New Quantum Matter Discovered, Promising Advances in Computing and Space Exploration
Researchers at the University of California, Irvine have discovered a novel state of quantum matter wiht potential applications ranging from self-charging computers to radiation-resistant electronics for deep space missions. The findings, published in Physical Review Letters, detail a previously unobserved phase of matter formed within a specially engineered material, hafnium pentatelluride.
This new phase arises when electrons and their positively charged counterparts, “holes,” combine to form a fluid-like mixture of rotating excitons – a behavior predicted theoretically but never before observed. “It’s a new phase of matter, similar to how water can exist as liquid, ice or vapor,” explains Luis A. Jauregui, professor of physics & astronomy at UC Irvine and lead author of the study. “It’s its own new thing.”
The finding was made by exposing the material to intense magnetic fields – up to 70 Teslas – at the Los Alamos National Laboratory (LANL).Researchers observed a sharp drop in electrical conductivity, signaling the transition into this exotic exciton state.This state offers the potential to carry signals using electron spin instead of charge, paving the way for more energy-efficient technologies like spin-based electronics and quantum devices.

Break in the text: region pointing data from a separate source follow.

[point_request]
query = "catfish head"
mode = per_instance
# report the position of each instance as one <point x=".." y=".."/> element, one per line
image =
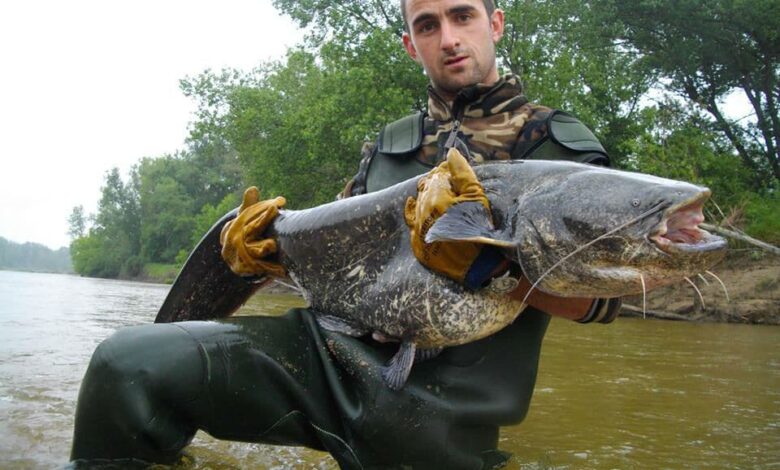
<point x="586" y="231"/>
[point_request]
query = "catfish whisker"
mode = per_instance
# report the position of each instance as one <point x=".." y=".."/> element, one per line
<point x="697" y="291"/>
<point x="641" y="216"/>
<point x="725" y="291"/>
<point x="644" y="296"/>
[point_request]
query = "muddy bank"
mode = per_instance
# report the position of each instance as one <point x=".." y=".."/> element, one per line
<point x="752" y="279"/>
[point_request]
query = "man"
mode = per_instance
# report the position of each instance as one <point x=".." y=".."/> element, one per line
<point x="286" y="381"/>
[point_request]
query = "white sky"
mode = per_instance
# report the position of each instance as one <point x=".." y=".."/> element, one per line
<point x="87" y="85"/>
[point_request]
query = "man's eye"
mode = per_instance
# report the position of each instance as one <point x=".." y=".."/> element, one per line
<point x="426" y="27"/>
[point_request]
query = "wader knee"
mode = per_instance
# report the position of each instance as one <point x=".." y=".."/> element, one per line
<point x="135" y="394"/>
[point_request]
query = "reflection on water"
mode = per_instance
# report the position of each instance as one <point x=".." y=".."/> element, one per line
<point x="634" y="394"/>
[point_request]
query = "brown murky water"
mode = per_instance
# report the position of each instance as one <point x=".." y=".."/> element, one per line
<point x="634" y="394"/>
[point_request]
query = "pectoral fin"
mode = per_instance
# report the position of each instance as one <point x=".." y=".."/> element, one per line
<point x="467" y="221"/>
<point x="339" y="325"/>
<point x="397" y="370"/>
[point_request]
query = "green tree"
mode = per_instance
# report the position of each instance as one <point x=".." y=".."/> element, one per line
<point x="112" y="246"/>
<point x="707" y="50"/>
<point x="77" y="223"/>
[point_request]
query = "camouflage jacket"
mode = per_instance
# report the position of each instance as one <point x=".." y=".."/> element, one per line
<point x="496" y="122"/>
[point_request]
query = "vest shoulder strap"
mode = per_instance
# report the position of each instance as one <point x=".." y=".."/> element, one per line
<point x="402" y="136"/>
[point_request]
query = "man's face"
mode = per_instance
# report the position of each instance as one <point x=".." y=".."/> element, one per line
<point x="454" y="40"/>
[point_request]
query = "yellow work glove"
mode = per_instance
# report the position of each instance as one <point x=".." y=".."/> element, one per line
<point x="243" y="248"/>
<point x="450" y="183"/>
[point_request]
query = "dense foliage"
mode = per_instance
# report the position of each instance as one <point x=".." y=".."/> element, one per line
<point x="649" y="76"/>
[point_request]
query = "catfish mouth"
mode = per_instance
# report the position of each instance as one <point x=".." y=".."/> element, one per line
<point x="678" y="232"/>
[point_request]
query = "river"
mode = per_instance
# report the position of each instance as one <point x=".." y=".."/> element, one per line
<point x="633" y="394"/>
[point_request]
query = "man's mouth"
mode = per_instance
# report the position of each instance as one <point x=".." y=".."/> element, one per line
<point x="457" y="60"/>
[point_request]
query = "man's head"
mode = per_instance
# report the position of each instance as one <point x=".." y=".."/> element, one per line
<point x="454" y="41"/>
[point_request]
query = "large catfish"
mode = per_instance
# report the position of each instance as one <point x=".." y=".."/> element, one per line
<point x="574" y="230"/>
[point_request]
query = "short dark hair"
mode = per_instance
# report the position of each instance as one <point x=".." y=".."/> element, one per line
<point x="490" y="7"/>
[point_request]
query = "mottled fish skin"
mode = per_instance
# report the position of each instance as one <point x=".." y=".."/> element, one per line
<point x="352" y="259"/>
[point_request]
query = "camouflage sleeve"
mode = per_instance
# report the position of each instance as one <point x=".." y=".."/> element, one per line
<point x="357" y="185"/>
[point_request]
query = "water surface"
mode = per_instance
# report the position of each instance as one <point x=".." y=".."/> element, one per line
<point x="634" y="394"/>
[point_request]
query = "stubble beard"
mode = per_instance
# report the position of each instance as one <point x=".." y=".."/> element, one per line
<point x="448" y="85"/>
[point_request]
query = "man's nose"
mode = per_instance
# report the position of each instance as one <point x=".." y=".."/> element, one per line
<point x="449" y="36"/>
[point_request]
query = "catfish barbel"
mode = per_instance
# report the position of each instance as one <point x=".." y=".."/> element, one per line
<point x="574" y="230"/>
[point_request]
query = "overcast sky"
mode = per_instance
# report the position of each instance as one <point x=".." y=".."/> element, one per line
<point x="87" y="85"/>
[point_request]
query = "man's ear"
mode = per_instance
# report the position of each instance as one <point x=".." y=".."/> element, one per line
<point x="409" y="46"/>
<point x="497" y="24"/>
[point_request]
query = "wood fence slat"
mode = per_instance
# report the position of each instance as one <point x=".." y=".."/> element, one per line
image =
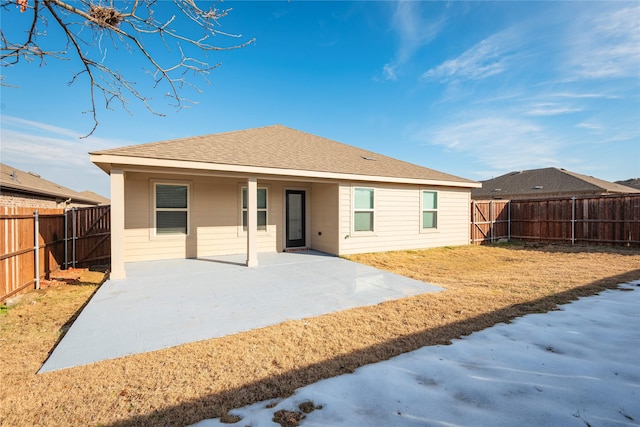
<point x="17" y="244"/>
<point x="600" y="220"/>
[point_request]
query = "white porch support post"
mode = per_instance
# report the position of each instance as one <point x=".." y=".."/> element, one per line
<point x="117" y="225"/>
<point x="252" y="222"/>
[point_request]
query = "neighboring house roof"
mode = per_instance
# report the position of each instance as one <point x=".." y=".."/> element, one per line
<point x="275" y="150"/>
<point x="633" y="183"/>
<point x="95" y="196"/>
<point x="14" y="179"/>
<point x="545" y="182"/>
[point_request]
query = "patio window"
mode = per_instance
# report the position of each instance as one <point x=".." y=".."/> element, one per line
<point x="262" y="209"/>
<point x="363" y="209"/>
<point x="171" y="209"/>
<point x="429" y="209"/>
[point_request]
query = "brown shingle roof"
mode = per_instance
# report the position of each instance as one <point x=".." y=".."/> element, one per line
<point x="545" y="182"/>
<point x="31" y="183"/>
<point x="282" y="148"/>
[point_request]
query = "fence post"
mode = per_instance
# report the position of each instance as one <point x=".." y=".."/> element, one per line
<point x="36" y="237"/>
<point x="73" y="237"/>
<point x="491" y="221"/>
<point x="509" y="219"/>
<point x="66" y="238"/>
<point x="473" y="221"/>
<point x="573" y="220"/>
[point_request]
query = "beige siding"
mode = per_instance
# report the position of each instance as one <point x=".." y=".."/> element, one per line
<point x="214" y="216"/>
<point x="397" y="219"/>
<point x="215" y="212"/>
<point x="324" y="218"/>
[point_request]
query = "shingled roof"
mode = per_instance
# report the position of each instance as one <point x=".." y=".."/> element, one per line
<point x="13" y="179"/>
<point x="545" y="182"/>
<point x="280" y="147"/>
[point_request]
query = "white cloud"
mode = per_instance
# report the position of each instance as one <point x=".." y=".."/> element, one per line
<point x="56" y="153"/>
<point x="502" y="143"/>
<point x="551" y="109"/>
<point x="606" y="45"/>
<point x="589" y="126"/>
<point x="414" y="32"/>
<point x="490" y="57"/>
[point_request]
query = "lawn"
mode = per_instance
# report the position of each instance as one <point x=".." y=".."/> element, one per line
<point x="182" y="385"/>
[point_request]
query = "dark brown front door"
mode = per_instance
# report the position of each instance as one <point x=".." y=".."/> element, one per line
<point x="295" y="218"/>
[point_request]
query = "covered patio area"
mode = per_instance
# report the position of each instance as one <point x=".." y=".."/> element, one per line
<point x="172" y="302"/>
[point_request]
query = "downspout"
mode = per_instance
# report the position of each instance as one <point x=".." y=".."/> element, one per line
<point x="36" y="238"/>
<point x="573" y="220"/>
<point x="66" y="238"/>
<point x="73" y="237"/>
<point x="509" y="219"/>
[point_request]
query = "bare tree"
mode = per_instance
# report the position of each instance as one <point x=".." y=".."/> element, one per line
<point x="139" y="27"/>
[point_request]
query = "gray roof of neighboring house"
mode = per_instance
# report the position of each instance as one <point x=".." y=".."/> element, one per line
<point x="31" y="183"/>
<point x="281" y="147"/>
<point x="545" y="182"/>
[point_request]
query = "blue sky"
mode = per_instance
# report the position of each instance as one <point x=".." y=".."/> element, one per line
<point x="475" y="89"/>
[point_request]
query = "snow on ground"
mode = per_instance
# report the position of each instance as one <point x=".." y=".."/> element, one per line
<point x="578" y="366"/>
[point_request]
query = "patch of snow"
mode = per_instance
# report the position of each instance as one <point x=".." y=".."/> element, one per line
<point x="576" y="366"/>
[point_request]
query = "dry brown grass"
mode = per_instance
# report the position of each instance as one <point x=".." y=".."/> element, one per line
<point x="182" y="385"/>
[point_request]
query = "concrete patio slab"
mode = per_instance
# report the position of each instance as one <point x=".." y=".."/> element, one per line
<point x="168" y="303"/>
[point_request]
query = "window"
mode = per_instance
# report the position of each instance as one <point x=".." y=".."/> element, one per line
<point x="262" y="209"/>
<point x="363" y="209"/>
<point x="429" y="209"/>
<point x="171" y="208"/>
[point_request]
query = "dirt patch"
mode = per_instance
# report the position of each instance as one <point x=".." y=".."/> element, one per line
<point x="182" y="385"/>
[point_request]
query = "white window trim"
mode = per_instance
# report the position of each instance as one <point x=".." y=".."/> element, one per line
<point x="422" y="210"/>
<point x="354" y="210"/>
<point x="241" y="230"/>
<point x="154" y="232"/>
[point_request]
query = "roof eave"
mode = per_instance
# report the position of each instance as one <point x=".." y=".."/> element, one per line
<point x="108" y="161"/>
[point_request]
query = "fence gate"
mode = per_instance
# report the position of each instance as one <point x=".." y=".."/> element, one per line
<point x="490" y="221"/>
<point x="87" y="236"/>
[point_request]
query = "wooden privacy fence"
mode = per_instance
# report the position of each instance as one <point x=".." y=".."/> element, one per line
<point x="78" y="237"/>
<point x="594" y="220"/>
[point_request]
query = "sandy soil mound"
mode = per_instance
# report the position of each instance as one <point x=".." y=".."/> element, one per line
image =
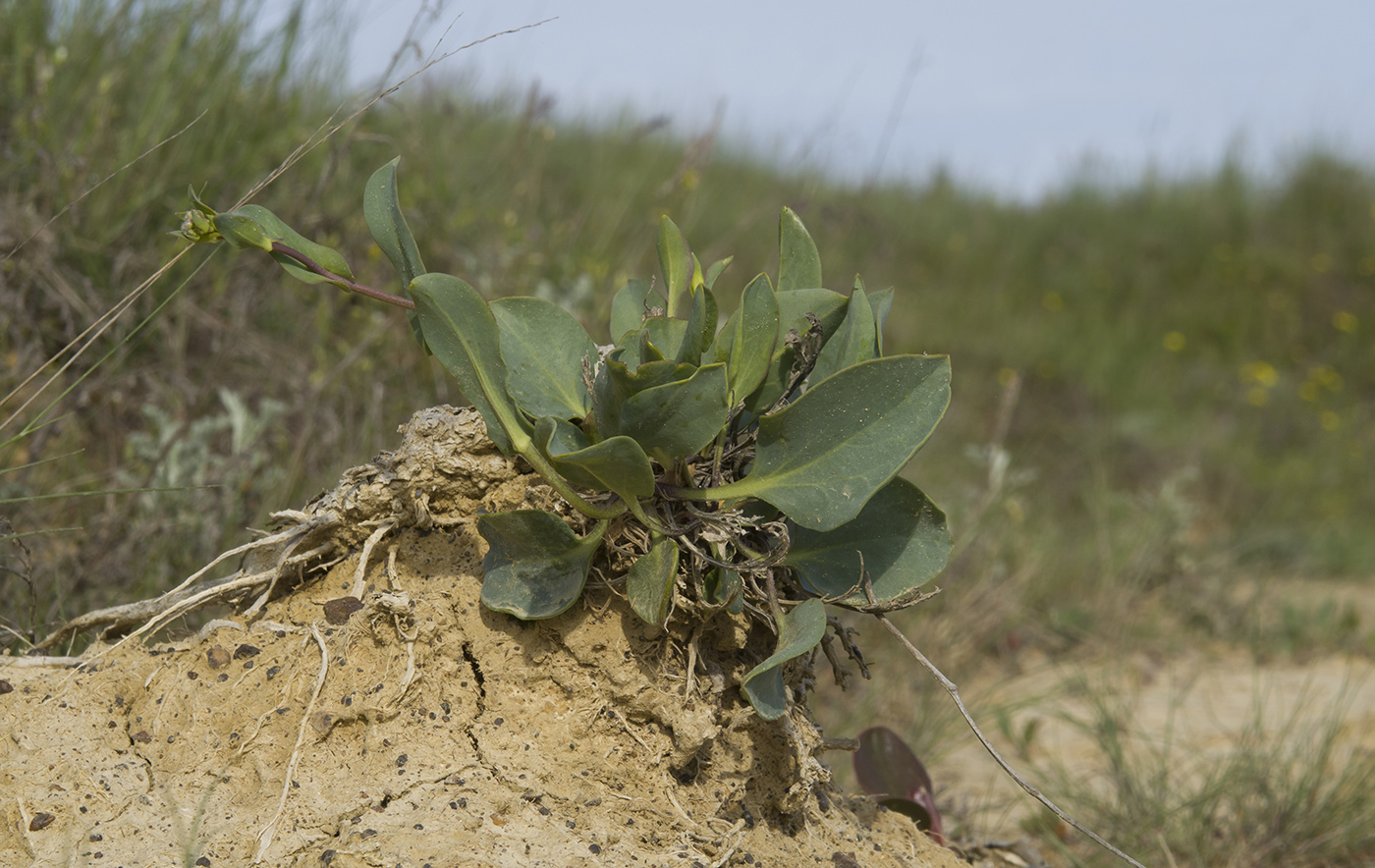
<point x="368" y="711"/>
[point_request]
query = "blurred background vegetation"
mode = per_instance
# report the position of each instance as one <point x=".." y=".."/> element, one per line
<point x="1159" y="387"/>
<point x="1162" y="428"/>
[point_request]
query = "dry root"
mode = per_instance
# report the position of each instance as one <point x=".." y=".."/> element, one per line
<point x="444" y="468"/>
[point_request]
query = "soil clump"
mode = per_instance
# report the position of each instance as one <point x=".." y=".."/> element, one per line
<point x="360" y="707"/>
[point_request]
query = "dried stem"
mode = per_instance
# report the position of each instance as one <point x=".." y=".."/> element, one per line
<point x="955" y="693"/>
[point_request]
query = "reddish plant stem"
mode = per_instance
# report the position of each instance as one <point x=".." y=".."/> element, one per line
<point x="313" y="267"/>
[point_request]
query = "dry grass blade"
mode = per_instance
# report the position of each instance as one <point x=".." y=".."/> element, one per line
<point x="955" y="693"/>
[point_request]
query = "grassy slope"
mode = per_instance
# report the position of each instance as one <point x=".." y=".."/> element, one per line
<point x="1195" y="356"/>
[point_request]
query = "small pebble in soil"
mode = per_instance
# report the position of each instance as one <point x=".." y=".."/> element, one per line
<point x="217" y="656"/>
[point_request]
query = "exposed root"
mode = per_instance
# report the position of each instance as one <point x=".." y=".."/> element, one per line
<point x="446" y="462"/>
<point x="270" y="830"/>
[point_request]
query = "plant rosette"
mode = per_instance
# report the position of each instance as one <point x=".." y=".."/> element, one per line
<point x="751" y="468"/>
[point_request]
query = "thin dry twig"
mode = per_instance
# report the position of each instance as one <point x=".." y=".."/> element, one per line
<point x="955" y="695"/>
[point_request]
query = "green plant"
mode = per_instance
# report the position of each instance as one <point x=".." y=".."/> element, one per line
<point x="751" y="468"/>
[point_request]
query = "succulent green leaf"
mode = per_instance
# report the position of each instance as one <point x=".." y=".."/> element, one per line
<point x="752" y="339"/>
<point x="799" y="264"/>
<point x="714" y="271"/>
<point x="382" y="211"/>
<point x="829" y="307"/>
<point x="275" y="230"/>
<point x="241" y="232"/>
<point x="674" y="260"/>
<point x="463" y="333"/>
<point x="799" y="631"/>
<point x="650" y="582"/>
<point x="854" y="342"/>
<point x="667" y="335"/>
<point x="822" y="457"/>
<point x="616" y="381"/>
<point x="701" y="325"/>
<point x="904" y="539"/>
<point x="628" y="307"/>
<point x="557" y="436"/>
<point x="678" y="418"/>
<point x="535" y="566"/>
<point x="616" y="463"/>
<point x="882" y="304"/>
<point x="387" y="223"/>
<point x="543" y="347"/>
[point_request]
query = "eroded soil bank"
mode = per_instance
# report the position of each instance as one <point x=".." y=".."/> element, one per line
<point x="421" y="730"/>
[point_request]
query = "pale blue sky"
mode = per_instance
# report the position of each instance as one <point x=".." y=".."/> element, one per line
<point x="1011" y="95"/>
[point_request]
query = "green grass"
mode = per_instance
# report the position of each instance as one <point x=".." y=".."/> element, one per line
<point x="1195" y="357"/>
<point x="1292" y="792"/>
<point x="1195" y="353"/>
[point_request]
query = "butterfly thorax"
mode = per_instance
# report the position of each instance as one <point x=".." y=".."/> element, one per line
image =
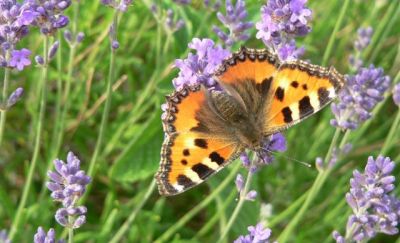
<point x="241" y="123"/>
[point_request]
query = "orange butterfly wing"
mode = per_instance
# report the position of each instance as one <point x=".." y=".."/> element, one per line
<point x="299" y="89"/>
<point x="190" y="152"/>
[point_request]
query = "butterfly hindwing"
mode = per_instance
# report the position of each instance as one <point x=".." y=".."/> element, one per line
<point x="299" y="89"/>
<point x="191" y="151"/>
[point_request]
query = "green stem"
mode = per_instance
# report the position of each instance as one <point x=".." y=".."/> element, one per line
<point x="334" y="32"/>
<point x="3" y="112"/>
<point x="219" y="215"/>
<point x="239" y="205"/>
<point x="182" y="221"/>
<point x="39" y="129"/>
<point x="315" y="188"/>
<point x="124" y="228"/>
<point x="106" y="110"/>
<point x="392" y="133"/>
<point x="70" y="235"/>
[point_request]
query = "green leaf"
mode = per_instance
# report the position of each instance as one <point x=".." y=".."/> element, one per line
<point x="140" y="159"/>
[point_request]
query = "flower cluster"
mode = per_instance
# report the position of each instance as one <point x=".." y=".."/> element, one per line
<point x="281" y="21"/>
<point x="362" y="93"/>
<point x="234" y="21"/>
<point x="362" y="41"/>
<point x="121" y="5"/>
<point x="49" y="15"/>
<point x="374" y="209"/>
<point x="198" y="68"/>
<point x="213" y="6"/>
<point x="396" y="94"/>
<point x="15" y="19"/>
<point x="42" y="237"/>
<point x="68" y="185"/>
<point x="257" y="234"/>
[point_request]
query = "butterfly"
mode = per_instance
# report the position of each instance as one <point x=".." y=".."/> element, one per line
<point x="207" y="129"/>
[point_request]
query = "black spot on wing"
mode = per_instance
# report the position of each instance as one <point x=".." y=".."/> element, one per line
<point x="305" y="107"/>
<point x="185" y="181"/>
<point x="323" y="95"/>
<point x="216" y="157"/>
<point x="186" y="152"/>
<point x="199" y="142"/>
<point x="287" y="115"/>
<point x="200" y="128"/>
<point x="264" y="86"/>
<point x="202" y="170"/>
<point x="280" y="94"/>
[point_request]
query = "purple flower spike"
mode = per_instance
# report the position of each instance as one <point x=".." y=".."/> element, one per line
<point x="282" y="20"/>
<point x="198" y="68"/>
<point x="356" y="101"/>
<point x="374" y="209"/>
<point x="234" y="21"/>
<point x="20" y="59"/>
<point x="68" y="185"/>
<point x="396" y="94"/>
<point x="15" y="97"/>
<point x="49" y="15"/>
<point x="256" y="234"/>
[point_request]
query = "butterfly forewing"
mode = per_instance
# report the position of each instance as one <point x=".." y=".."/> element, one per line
<point x="191" y="152"/>
<point x="299" y="89"/>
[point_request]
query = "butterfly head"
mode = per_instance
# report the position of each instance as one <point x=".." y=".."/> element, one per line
<point x="241" y="123"/>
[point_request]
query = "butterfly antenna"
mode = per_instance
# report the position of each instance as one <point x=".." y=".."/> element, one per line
<point x="288" y="157"/>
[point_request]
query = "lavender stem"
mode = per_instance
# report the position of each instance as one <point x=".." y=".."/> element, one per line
<point x="239" y="205"/>
<point x="39" y="128"/>
<point x="3" y="113"/>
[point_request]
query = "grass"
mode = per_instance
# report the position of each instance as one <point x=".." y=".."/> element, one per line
<point x="105" y="106"/>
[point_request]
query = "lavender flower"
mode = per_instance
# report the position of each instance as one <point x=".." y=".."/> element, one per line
<point x="257" y="234"/>
<point x="356" y="101"/>
<point x="121" y="5"/>
<point x="14" y="21"/>
<point x="213" y="6"/>
<point x="42" y="237"/>
<point x="20" y="59"/>
<point x="15" y="97"/>
<point x="362" y="41"/>
<point x="396" y="94"/>
<point x="198" y="68"/>
<point x="234" y="21"/>
<point x="374" y="209"/>
<point x="4" y="237"/>
<point x="68" y="185"/>
<point x="289" y="51"/>
<point x="282" y="20"/>
<point x="49" y="15"/>
<point x="53" y="50"/>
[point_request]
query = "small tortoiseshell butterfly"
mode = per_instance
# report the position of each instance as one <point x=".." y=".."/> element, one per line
<point x="205" y="130"/>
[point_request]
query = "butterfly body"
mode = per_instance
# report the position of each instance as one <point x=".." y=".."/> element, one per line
<point x="207" y="129"/>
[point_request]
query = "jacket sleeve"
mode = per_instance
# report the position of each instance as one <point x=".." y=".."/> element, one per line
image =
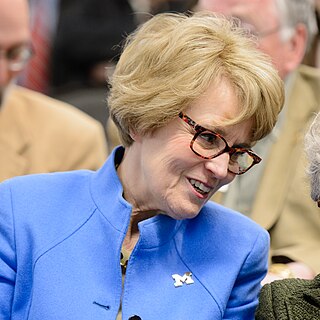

Crucially,this new quantum matter demonstrates resilience to radiation,a significant advantage for electronics used in harsh environments. “It could be useful for space missions,” Jauregui states. “If you want computers in space that are going to last, this is one way to make that happen,” particularly as companies like SpaceX plan long-duration missions to Mars.
While the full implications of this discovery remain to be seen, the team is optimistic about the possibilities. “We don’t know yet what possibilities will open as a result,” Jauregui concludes.
The research was a collaborative effort led by Jinyu liu at UC Irvine, with contributions from Robert Welser, Timothy McSorley, and Triet Ho. Theoretical support came from Shizeng Lin, Varsha Subramanyan, and Avadh Saxena at LANL, and high-magnetic-field experiments were aided by Laurel Winter, Michael T. pettes at LANL, and David Graf at the National High Magnetic Field Laboratory in Florida.